Florida State University Pledge’s Death Sparks Investigation, Suspension of Fraternity

Florida State University Pledge’s Death Sparks Investigation, Suspension of Fraternity

Andrew Coffey, a Florida State University Student and Pi Kappa Phi Fraternity Pledge, Was Found Dead Friday Morning After Fraternity Party.

The death of a Andrew Coffey at Florida State University has sparked a police investigation and the suspension of the national Pi Kappa Phi fraternal organization’s local chapter, Beta Eta, officials said.

With any devastating circumstance, questions mount – how does a community prevent future tragedies and who should be held responsible?

The student, 20-year-old Andrew Coffey, was found Friday morning around 10:23 a.m. ET after the Tallahassee Police Department received a call about an unresponsive person at a home on Buena Vista Drive.

Coffey was pronounced dead at the scene, and an investigation into his death is ongoing, police said.

Douglas Fierberg – a nationally acclaimed wrongful death attorney representing clients who have sued universities, national fraternities and local chapter members for alcohol-related student deaths – cautions:  

“Even if a party is held at an off-campus fraternity house, the hosts and the organization may still be liable. These organizations need to be rendered safe, there is no excuse for not intervening.”

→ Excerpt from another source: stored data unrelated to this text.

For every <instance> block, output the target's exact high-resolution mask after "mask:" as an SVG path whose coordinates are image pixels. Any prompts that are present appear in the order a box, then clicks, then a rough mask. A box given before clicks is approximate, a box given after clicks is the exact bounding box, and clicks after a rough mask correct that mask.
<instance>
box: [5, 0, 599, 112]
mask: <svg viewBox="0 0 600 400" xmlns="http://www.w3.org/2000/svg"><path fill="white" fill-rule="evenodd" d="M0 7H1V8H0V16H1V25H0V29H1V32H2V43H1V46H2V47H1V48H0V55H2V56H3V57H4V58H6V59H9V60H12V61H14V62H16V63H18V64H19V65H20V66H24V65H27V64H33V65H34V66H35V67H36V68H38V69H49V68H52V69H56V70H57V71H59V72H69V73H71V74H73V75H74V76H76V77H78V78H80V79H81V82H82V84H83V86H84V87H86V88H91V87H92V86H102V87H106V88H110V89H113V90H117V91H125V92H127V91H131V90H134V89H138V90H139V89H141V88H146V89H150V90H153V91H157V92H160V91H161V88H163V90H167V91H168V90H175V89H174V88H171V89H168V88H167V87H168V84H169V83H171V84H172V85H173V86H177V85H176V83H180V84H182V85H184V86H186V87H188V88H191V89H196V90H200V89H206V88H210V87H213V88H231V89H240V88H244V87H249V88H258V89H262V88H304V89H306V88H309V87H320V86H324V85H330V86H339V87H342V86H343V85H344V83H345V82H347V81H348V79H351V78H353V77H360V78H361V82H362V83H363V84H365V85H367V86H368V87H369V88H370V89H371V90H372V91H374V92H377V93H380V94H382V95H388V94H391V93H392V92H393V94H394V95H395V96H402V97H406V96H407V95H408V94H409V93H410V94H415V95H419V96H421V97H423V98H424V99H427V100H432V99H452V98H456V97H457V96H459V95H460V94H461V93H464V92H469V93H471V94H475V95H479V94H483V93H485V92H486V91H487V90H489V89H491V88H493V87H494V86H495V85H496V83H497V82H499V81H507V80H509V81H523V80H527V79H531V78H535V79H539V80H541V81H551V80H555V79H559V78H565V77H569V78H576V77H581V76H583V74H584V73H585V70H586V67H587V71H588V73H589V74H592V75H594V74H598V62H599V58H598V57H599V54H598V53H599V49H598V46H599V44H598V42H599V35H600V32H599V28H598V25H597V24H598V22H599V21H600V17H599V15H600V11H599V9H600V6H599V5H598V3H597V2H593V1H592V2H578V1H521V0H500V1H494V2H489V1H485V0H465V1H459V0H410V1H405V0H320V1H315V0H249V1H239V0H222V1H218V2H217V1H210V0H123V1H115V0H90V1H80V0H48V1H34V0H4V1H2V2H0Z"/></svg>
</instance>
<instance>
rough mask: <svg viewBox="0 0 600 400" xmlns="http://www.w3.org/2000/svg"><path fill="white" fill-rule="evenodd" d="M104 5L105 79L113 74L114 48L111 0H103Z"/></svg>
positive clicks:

Fierberg was featured on CNN to discuss the perils of fraternity hazing violence and death:

“The dangers of fraternities are not myths. They are reality. The failure by universities to tell the truth about the risks facing students in fraternities specifically related to hazing misuse and abuse of alcohol and other misconduct is the new battleground.” Fierberg tells CNN. “It needs to be changed nationally, because parents and students are entitled to timely and accurate information about the risks they face.  And universities have no basis, morally or legally, to withhold that information from the university community.”

Fierberg said universities violate their duties to students and parents when they create websites about Greek life and only include feel-good information, instead of an accurate and complete picture:

“[Universities] won’t give you the full information because it will confirm that what you believe is right. Of course you have a zero tolerance policy. [Hazing is] illegal. … But why wouldn’t you tell parents it’s still going on?”

Having represented victims of similar tragedies associated with fraternities, our hope is that the Coffey family finds answers related to how this terrible loss transpired.

Our thoughts are with Andrew’s family and community during this extremely difficult time.